Adding a CSV enrichment source

At times, the information that you want to enrich with might be available in the CSV file format. To add a CSV enrichment source, ensure that the file meets the following requirements:

• First row in the file is the header or field name.
• Contains the field with which a log entry is matched and mapped for enrichment. For example, you want to enrich the user_id field in your logs with the information present in the sample CSV file. While creating an enrichment policy, you will match the user_id field in logs with the UID column in CSV.
  

To add a CSV enrichment source

1. Click Enrichment > Enrichment Sources.
2. Click Create.
3. From the Type list, select CSV.
4. Enter a name and description for the source.
   These names appear in the enrichment policy while setting up CSV enrichment.
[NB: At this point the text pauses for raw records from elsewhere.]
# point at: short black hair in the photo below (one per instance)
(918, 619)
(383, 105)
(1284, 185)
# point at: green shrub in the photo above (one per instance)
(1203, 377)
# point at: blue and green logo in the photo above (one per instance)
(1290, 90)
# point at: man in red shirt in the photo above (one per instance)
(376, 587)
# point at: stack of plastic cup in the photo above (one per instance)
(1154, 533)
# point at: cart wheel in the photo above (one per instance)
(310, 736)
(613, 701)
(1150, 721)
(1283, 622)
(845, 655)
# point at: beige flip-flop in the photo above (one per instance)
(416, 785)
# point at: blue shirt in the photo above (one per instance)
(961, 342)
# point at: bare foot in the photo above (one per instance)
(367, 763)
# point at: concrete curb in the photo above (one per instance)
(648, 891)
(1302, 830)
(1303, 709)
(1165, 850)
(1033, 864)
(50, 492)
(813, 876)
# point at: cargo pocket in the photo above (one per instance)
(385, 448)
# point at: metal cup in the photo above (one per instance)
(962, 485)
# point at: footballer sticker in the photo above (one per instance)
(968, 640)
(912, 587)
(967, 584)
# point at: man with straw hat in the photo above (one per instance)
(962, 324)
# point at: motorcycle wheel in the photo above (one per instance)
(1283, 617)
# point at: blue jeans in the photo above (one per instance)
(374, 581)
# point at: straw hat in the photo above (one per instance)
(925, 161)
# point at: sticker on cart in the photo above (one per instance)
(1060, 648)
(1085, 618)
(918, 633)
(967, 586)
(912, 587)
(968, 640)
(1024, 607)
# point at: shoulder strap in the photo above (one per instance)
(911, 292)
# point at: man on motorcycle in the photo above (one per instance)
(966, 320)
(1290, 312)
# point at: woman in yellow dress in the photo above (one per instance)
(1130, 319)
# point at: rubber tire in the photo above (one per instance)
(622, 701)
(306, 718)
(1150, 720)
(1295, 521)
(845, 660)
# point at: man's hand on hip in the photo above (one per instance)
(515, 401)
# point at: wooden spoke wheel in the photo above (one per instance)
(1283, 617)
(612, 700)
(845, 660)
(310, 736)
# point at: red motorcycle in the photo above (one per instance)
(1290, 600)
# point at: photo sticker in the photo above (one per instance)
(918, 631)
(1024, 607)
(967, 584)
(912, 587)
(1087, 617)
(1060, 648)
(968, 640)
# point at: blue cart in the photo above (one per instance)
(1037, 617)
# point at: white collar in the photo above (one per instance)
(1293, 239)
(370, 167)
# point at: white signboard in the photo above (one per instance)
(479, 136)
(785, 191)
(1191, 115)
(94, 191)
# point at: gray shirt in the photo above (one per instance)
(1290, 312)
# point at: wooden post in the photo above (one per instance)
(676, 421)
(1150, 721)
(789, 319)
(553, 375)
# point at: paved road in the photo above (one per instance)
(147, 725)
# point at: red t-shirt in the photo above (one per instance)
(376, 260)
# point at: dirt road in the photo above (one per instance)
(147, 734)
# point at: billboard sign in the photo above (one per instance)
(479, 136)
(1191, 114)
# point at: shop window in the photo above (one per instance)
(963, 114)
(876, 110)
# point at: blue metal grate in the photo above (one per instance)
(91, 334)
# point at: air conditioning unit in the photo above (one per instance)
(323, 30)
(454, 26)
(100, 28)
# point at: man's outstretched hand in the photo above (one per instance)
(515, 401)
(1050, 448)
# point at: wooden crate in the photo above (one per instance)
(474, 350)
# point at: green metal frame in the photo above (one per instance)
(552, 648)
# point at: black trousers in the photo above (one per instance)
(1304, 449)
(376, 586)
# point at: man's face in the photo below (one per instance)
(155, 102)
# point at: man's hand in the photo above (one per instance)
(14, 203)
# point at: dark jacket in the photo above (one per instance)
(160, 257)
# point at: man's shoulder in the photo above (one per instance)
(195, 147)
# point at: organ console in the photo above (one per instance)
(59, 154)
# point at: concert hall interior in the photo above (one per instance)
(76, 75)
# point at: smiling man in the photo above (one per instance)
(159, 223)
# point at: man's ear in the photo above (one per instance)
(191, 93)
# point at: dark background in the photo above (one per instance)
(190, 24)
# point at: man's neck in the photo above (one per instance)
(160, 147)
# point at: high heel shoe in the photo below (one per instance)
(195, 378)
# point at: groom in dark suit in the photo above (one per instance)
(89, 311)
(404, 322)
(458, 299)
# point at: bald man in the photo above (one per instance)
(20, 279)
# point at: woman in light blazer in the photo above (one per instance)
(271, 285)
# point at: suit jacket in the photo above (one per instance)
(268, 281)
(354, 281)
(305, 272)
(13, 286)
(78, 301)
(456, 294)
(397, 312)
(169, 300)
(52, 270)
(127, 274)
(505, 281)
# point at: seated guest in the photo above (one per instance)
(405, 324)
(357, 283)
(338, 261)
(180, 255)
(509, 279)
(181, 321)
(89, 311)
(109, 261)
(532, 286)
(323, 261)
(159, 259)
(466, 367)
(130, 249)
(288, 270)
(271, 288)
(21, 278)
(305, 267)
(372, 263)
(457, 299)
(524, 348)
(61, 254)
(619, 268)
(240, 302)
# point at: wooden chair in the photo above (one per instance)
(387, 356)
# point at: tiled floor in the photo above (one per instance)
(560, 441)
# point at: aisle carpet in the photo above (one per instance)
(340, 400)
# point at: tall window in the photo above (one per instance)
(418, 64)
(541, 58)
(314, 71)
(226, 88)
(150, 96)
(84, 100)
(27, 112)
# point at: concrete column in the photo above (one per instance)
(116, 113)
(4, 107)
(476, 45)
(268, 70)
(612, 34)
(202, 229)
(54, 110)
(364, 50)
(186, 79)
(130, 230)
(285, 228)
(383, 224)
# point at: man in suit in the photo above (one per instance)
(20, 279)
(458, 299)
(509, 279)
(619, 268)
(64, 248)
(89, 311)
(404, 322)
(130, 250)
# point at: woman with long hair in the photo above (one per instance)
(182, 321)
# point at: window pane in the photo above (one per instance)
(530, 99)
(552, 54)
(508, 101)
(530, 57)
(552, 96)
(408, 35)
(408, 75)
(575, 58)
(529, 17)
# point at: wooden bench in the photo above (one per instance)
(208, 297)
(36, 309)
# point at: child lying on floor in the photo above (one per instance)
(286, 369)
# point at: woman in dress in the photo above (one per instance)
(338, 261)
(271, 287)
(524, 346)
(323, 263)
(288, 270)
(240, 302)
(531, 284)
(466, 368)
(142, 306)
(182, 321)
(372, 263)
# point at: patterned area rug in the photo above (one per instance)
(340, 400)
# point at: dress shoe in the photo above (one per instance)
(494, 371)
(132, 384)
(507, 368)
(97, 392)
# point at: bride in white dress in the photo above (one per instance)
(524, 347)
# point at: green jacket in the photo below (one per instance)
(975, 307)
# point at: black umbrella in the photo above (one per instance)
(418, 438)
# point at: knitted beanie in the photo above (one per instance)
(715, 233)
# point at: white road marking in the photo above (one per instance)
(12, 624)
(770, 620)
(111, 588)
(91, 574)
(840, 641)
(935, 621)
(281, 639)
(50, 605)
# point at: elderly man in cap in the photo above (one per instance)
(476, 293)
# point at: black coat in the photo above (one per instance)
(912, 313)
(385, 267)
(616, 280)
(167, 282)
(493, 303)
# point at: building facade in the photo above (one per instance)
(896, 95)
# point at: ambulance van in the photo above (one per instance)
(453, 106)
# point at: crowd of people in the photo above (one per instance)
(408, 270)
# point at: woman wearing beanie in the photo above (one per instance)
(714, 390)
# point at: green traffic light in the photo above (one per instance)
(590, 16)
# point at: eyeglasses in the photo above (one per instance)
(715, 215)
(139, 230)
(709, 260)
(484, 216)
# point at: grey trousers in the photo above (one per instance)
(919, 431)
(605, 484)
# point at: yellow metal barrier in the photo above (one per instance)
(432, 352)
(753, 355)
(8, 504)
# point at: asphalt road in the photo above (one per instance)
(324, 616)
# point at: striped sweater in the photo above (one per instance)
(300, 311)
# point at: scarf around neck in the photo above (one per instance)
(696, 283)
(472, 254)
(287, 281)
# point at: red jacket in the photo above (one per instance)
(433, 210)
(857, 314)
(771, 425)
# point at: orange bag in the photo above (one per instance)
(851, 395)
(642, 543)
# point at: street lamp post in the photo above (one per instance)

Use a name that will help you to identify the source and the enrichment that you want to apply.
5. Click Attach CSV File and browse the CSV file.
   All the columns of the uploaded CSV are displayed in Target Fields.
6. From the Enrichment Fields > Source Field list, select the CSV column name with which you want to match a field in the logs.
   For example, select the UID field present in the CSV file with which you will map the user_id field in logs. This mapping is done while creating an enrichment policy.
7. (Optional) In Enrichment Fields, remove the fields that you want to exclude from enrichment.
8. Enable and save the enrichment source.
   On the Enrichment Sources page, a filter is added for each type of source.
   
   You can edit, disable, and delete the source by using the Actions menu.